Microstructures, transformation temperatures and superelastic properties of the rapidly solidified (TiZrHf)50Ni25Co10Cu15 HESMAs

Abstract

In this study, the effects of the rapid solidification process on microstructures, transformation behaviors and superelastic properties of the multi-component (TiZrHf)50Ni25Co10Cu15 (at%) high-entropy shape memory alloy (HESMA) were investigated. The as-spun (TiZrHf)50Ni25Co10Cu15 fibers were prepared by a rapid solidification process. The solution-treated (TiZrHf)50Ni25Co10Cu15 alloy bulk specimen consisted of a (NiCoCu)-rich matrix, (TiZrHf)2(NiCoCu)-type phase and carbide, while the as-spun fiber specimen consisted of (TiZrHf)-rich matrix and carbide.

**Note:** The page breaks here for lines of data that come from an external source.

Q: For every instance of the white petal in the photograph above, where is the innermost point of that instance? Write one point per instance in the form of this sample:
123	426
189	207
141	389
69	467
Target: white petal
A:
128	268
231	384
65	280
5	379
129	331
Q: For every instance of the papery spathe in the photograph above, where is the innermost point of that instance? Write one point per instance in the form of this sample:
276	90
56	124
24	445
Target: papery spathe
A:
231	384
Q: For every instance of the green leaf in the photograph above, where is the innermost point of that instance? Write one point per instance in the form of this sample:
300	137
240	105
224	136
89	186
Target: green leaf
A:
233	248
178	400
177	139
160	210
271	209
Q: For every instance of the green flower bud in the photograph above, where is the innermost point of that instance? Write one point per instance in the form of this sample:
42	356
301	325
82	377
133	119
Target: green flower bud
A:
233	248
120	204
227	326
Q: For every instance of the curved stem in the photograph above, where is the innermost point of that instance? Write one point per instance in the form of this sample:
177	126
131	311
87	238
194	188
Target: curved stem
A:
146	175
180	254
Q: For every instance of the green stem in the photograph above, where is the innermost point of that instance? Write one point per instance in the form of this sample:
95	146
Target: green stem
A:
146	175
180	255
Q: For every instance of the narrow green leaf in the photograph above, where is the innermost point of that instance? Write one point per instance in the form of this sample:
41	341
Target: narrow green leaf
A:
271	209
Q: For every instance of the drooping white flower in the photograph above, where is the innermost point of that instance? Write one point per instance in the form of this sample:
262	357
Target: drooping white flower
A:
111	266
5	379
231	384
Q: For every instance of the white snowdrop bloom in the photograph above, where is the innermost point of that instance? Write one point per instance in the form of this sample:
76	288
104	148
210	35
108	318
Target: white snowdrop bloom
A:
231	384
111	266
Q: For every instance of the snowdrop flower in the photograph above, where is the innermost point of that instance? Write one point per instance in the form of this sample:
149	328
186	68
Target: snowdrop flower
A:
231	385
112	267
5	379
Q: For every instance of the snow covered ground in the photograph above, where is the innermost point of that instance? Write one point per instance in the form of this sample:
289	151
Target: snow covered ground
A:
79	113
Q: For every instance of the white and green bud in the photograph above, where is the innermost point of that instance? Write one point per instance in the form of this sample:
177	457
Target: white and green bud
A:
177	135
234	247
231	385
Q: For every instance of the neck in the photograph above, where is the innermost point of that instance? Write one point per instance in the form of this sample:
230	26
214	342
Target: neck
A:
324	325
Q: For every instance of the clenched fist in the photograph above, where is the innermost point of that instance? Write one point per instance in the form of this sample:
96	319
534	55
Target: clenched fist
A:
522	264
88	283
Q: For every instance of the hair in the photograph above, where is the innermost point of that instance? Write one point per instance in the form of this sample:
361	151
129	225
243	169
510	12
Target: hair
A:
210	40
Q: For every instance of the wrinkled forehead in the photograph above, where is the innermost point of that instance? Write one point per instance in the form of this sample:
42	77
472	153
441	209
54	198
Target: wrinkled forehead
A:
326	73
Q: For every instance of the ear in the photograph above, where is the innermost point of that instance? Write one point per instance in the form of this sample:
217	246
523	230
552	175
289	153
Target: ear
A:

The (TiZrHf)2(NiCoCu)-type phase is dissolved in the matrix of as-spun fibers due to the rapid solidification process. The martensitic transformation start temperature of the (TiZrHf)50Ni25Co10Cu15 alloy increased from 53.5 °C to 91.5 °C after the rapid solidification process. Both the (TiZrHf)50Ni25Co10Cu15 alloy bulk and fiber specimens showed clear superelasticity and the total superelastic recovery strain increased from 4.6 % to 5.7% after the rapid solidification process.